Degar Montagnard Protests Spread In Vietnam Despite Detentions

"Our brother Oi Kjoh, from the village of Buon Dang, was attacked by a Vietnamese security police who sprayed him directly in the eyes with tear gas," earlier this month, said Kok Ksor, the president of advocacy group Montagnard Foundation Incorporated (MFI).

Police, "shocked him with an electrical baton and mercilessly beat him from head to toe to unconsciousness. The police feared that they had killed him and immediately took him to a clinic close by in the district of Ia Hleo," Ksor added. "At this time his condition is unknown." 

He was among Degar-Montagnards who gathered since April 11 in several villages of the region, including in Ploi Bang, Ploi Beng and Ploi Kom, where dozens of protesters demanded the release of demonstrators Puih H’Bat, Ksor Sim and Rahlan Don who "were unjustly arrested earlier that morning," said Ksor. 


"They were confronted by hostile and aggressive security police denying them entrance into the communal office," he added. "When the protestors refused to leave the vicinity, the security police responded with the arrest two of our Christian brothers, Ksor Ien and Rahlan Toi."

The Christians were reportedly placed in a prison facility located in the district of Ia Grai. "The remaining believers who continued their protest were physically forced back to their homes at which time ending the protest...To prevent any further protesting, the villagers were then confined to their homes to such an extent that no one was allowed to leave for food or water," he added.

Other demonstrations have been held in Central Highland villages in the Cu Se area where hundreds of security forces and government supporters surrounded three Degar-Montagnard villages, according to MFI investigators. "They were fully armed with military war equipments which also included electrical batons, swords, and machetes..."Ksor said.


"The Vietnamese civilians, on the other hand, were carrying makeshift weapons such as metal rods, wooden sticks with protruding nails, bamboo sticks, shovels, machetes, swords and rocks."

Protests also spread to the commune of Ia Hleo, where hundreds of Degar-Montagnard Christians demanded the release of recently detained fellow known Christian protesters Puih H’Bat, Ksor Sim and Rahlan Don and the freedom for some 350 Christian Degar Montagnards "who are held in the brutal and inhumane Vietnamese prisons" many of them since 2001, Ksor said. 

Demonstrations have also focused on the "freedom to worship their God and manage their own independent churches," outside the Communist-backed denominations. They also demand the "right to their ancestral lands and manage their own local business among themselves to control their own lives," Ksor told BosNewsLife.


Among others detained was Christian Siu Bhiao, 22, from Buon Dang village, who MFI said "was attacked by a Vietnamese security police who wacked him on the head with a sword. His injuries were so severe that he required immediate medical attention in the district of Ia Hleo." In addition, Un Adrong, from the same village "was wacked with a machete to unconsciousness by the Vietnamese security police.  They also took him to a clinic in the nearby district of Ia Hleo."
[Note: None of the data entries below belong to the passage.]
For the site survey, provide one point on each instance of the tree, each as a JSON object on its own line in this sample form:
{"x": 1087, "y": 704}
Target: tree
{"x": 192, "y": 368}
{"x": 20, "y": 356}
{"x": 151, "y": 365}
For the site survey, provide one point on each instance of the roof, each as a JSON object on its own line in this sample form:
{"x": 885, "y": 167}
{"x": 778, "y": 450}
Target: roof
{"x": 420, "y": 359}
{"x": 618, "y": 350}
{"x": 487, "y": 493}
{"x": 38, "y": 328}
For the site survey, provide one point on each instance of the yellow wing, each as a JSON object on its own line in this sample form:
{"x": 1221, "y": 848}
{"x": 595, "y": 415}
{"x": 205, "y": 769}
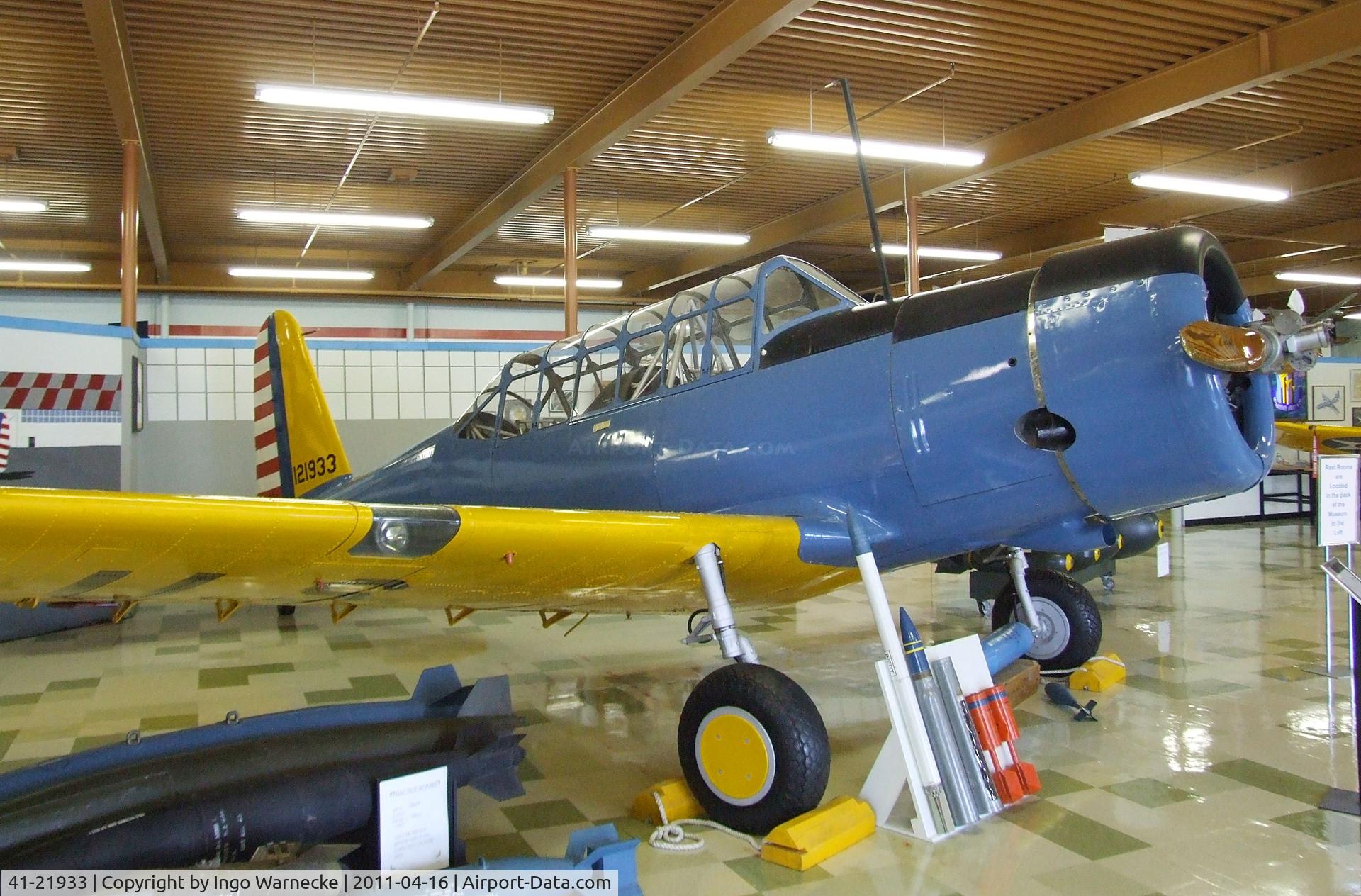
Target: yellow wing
{"x": 1333, "y": 440}
{"x": 63, "y": 545}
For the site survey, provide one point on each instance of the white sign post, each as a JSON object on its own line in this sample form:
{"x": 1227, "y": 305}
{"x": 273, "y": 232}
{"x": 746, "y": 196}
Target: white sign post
{"x": 1340, "y": 517}
{"x": 414, "y": 822}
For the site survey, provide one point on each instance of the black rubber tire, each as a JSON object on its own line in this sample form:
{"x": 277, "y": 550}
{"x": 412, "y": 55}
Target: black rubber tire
{"x": 1072, "y": 600}
{"x": 798, "y": 737}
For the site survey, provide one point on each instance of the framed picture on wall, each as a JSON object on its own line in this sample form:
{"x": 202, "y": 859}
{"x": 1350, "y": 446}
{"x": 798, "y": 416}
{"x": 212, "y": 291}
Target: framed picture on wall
{"x": 1326, "y": 403}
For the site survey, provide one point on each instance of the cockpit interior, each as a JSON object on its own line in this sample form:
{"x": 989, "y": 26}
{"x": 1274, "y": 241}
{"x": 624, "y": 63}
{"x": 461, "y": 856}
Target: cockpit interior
{"x": 698, "y": 335}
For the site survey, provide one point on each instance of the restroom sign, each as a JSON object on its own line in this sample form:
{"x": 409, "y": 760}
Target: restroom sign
{"x": 1338, "y": 501}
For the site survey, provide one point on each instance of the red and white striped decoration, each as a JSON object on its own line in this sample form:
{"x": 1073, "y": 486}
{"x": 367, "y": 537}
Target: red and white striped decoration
{"x": 60, "y": 391}
{"x": 267, "y": 435}
{"x": 4, "y": 442}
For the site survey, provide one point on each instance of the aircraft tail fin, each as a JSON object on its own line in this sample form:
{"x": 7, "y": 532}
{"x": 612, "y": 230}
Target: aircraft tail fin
{"x": 297, "y": 444}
Another demonstrator, Siu Thai, from Buon Sam village, "was sprayed with tear gas in his eyes and then violently and brutally beaten with a police baton, wooden stick, and stock of a rifle until he fell to the ground unconscious," before being hospitalized, according to MFI accounts. Fellow villagers Nai Moi, Ro-o Blol, Siu Hlor, Ksor Jak and Ksor Mrak were also beaten or attacked with a knife, suffering serious injuries, MFI said.

36-year-old Siu Luang, from Ploi Mnang village in Gialai province was attacked while he was helping fellow injured protesters. A woman, 53-year-old Siu H’Ngoi from Buon Sam village experienced a similar treatment. The precise number of casualties remain unknown as protesters are reluctant to seek medical treatment, amid fears of "being poisoned and murdered by Vietnamese doctor and nurses," Ksor claimed.

The reported government crackdown on Degar-Montagnards have been linked to the spread of Christianity among this group, and their support for United States troops during the Vietnam War. Vietnamese officials have denied rights abuses and accuse MFI and other groups of spreading propaganda.  (With BosNewsLife's Stefan J. Bos).